ギルバートは一人で夜の黒に塗りつぶされた裏路地の闇の中を歩いていた。


「……いい加減出てこいよ。下手な尾行なんかしやがって……バレバレだっつーの」


くるっとギルバートが背後を振り返ると、建物の影の中から2人組の男がでてきた。

片方は腕に巻きつけるようにして水を流しながら自分の能力を見せつけてくる長身の男で、もう片方は獣のような体毛に鋭い爪、牙を持つ獣男だった。

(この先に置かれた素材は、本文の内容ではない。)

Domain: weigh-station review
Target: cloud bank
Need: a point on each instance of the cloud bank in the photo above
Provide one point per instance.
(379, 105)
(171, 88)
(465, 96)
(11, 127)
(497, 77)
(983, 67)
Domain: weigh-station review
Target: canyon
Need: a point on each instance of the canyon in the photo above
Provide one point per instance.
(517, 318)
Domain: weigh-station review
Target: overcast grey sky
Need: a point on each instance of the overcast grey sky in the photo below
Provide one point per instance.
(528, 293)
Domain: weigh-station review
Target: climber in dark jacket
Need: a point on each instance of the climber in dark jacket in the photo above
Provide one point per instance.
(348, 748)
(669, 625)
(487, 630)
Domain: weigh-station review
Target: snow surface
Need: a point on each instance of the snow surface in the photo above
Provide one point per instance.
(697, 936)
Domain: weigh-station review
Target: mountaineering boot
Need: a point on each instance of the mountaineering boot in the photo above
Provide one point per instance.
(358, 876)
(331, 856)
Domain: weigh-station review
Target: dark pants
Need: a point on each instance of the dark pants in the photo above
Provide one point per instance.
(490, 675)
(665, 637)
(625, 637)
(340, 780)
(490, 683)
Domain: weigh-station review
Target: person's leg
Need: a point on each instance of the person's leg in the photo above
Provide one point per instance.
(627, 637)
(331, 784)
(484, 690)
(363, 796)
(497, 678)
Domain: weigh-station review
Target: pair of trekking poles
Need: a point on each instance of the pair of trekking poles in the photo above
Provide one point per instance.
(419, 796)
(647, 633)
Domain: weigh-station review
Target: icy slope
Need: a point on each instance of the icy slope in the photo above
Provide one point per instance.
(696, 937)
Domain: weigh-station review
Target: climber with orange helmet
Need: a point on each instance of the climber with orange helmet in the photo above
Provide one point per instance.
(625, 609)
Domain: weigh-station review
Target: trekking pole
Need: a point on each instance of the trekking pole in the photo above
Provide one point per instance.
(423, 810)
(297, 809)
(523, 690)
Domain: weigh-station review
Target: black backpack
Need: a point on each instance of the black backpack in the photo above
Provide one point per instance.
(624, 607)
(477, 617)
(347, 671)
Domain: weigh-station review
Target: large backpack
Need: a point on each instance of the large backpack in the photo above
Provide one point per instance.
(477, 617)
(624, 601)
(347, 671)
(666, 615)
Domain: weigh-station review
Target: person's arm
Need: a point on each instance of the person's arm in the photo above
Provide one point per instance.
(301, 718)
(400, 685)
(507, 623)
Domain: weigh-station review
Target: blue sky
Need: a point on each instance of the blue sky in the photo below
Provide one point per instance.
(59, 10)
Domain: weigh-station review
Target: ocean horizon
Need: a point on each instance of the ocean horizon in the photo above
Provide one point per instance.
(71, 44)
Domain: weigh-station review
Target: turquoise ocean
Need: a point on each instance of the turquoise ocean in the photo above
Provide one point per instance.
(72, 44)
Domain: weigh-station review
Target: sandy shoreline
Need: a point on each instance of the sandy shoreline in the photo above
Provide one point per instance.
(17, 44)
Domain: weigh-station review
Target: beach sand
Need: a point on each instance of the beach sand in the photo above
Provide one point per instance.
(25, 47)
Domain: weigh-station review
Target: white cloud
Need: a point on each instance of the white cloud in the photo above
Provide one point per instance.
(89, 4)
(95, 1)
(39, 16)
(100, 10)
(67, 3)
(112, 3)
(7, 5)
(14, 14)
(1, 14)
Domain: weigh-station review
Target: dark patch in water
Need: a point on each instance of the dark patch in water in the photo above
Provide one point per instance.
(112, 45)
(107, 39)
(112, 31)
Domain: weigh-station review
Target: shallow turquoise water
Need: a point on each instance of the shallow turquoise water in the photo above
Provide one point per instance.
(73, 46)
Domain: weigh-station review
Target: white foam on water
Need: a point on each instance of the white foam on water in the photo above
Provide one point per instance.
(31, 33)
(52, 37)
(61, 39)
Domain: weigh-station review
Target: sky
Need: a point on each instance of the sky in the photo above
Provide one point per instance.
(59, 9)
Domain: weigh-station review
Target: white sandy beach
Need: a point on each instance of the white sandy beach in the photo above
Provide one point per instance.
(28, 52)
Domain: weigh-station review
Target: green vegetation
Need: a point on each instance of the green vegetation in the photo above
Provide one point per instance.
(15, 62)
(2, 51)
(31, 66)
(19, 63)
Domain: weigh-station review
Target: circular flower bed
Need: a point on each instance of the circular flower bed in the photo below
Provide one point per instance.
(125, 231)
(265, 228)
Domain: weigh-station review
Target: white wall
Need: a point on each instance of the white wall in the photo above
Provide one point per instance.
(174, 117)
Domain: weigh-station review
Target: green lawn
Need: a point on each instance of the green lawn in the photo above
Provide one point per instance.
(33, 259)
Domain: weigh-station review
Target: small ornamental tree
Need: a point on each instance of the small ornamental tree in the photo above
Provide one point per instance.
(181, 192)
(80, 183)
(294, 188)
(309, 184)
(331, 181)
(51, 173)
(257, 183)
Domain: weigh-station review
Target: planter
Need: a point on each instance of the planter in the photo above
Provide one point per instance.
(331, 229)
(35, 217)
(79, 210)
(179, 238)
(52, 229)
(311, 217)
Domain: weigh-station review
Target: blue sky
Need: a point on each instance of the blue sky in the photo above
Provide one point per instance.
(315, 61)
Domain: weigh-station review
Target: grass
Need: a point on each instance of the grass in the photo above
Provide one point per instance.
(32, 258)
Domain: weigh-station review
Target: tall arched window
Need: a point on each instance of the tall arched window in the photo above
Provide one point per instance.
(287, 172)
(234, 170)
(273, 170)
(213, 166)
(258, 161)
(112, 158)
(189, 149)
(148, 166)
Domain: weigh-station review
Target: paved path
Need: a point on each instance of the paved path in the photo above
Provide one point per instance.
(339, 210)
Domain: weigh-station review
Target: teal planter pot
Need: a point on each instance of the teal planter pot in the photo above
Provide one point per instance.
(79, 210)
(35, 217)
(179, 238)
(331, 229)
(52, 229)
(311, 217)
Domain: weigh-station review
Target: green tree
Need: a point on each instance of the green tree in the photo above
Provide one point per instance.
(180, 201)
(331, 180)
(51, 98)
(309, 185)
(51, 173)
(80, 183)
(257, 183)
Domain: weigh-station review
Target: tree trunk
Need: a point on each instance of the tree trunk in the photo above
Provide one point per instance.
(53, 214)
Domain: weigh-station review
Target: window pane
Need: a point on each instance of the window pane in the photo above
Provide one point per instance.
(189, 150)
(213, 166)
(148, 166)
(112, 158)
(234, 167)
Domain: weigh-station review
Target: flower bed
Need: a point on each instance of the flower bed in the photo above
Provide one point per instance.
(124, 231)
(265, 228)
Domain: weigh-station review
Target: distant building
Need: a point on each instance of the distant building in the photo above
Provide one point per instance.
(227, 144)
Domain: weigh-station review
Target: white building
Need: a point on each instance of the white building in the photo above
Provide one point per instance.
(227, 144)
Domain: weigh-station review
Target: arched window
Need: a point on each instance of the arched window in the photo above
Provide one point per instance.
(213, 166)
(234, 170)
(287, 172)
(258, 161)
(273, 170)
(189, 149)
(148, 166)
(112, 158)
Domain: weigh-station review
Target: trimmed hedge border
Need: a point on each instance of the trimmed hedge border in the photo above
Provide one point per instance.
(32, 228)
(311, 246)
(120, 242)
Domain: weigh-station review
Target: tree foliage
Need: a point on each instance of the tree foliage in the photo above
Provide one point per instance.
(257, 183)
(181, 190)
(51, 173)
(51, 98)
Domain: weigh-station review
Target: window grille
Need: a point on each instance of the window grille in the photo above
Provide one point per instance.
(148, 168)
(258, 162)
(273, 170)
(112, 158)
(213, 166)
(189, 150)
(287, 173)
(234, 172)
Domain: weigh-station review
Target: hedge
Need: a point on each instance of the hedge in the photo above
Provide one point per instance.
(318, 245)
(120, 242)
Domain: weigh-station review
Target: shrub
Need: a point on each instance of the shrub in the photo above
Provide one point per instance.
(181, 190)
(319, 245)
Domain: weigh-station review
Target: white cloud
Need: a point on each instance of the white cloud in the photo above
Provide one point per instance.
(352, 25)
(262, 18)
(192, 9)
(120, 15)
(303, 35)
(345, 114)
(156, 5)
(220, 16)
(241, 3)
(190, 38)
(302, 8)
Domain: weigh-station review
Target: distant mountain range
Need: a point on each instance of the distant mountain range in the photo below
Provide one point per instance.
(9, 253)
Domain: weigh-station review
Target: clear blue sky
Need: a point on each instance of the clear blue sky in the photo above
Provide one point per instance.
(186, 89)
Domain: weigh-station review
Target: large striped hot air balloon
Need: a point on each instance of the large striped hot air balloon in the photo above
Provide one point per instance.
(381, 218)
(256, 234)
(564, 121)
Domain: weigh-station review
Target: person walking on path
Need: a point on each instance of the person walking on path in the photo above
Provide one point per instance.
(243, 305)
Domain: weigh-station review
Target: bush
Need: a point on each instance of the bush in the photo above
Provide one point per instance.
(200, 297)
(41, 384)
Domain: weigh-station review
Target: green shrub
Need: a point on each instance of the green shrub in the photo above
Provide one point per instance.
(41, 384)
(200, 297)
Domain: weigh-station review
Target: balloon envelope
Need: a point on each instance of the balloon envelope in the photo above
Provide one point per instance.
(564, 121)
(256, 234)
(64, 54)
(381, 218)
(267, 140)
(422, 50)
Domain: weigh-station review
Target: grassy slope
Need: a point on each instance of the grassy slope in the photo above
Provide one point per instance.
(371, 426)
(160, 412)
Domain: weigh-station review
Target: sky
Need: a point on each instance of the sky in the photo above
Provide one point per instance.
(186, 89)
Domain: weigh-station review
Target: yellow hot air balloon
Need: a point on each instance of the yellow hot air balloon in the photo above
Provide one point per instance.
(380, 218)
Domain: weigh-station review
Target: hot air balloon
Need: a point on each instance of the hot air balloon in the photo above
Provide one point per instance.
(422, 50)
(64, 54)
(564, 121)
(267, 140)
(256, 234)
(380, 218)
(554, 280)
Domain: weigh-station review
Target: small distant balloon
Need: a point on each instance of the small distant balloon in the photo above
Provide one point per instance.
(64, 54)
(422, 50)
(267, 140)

「ハハッ。いつからきづいてたんだい?これでも僕らは結構尾行がうまい方だと自負していたんだけどね」


「最初からだ、バカが。大方スーパーから出てきた俺が金を持っていると踏んだんだろうが…。生憎だな、俺は金なんてもっちゃいねぇ。丁度いいからかかってこいよ、今の俺は気分が悪いんだ。ぶちのめしてやらぁ」


拳から炎をまき散らしながらギルバートは相手に手を向けてクイクイッとかかってくるように手の掌を自分の方に数度折り曲げて挑発する。


「へぇ…。いい度胸だね。でも相手が悪いよ、君。僕の能力は水。火ごときが僕に勝てるわけ無いじゃないか。痛い目をみないうちに膝をついて謝ったらどうだい?」


「ヘヘヘッ。そうだ、わりぃこたぁいわねぇから俺たちに許しをこいな。今ならその生意気な面に拳をブチ込むだけでゆるしてやるぜぇ?」


「ハッ、バカが。ワン公はそこらの電柱にでも小便しとけ。そっちのキザったらしいお前もかかってきたらどうなんだ?いくら賢そうな言葉使いをしてもそのバカ面はかくせねぇぞ」


「てめぇ!野郎ちょうしにのりやがってぇ!」


獣男のニヤニヤとした顔が怒気で一気に茹であがるように真っ赤に染まり、水使いの男が目をむきだして怒鳴る。

獣男が強靭な脚力を使ってすぐに肉薄してきたが、ギルバートは下から救いあげるような見事なアッパーを獣男に返し、のけ反って無防備になった胴体に真っ赤な炎をまき散らす拳を叩きこんだ。

炎を纏った拳はやすやすと獣男を吹き飛ばし、拳が当たった獣男の胴体には拳の跡が焦げとなって焼きついていた。


「っけ、雑魚が…。……おい、どうしたよ。てめぇのペットのわんちゃんはおねんねしたぜ。お前も一緒にあそこでおねんねするか?ん?」


一瞬で倒された味方に唖然としている水使いだったが、ギルバートの言葉で直ぐに頭に血が上り、自分の能力を使い始めた。

腕に巻きつくようにして流れていた水は腕から離れ、まるで鞭のようにしなったあと、鋭い先端をつくりギルバートめがけて飛んでくる。

無限に伸び、思い通りにしなり、蛇のように素早く動く自分の必殺技が決まったとおもった水使いは口元にニヤァッとした笑みを浮かべ、ギルバートをみるが、ギルバートもまたニヤッと笑みをうかべていた。

一瞬怪訝に思った水使いだったが、ギルバートに避ける気配が無いことに気付き、勝ったと確信した。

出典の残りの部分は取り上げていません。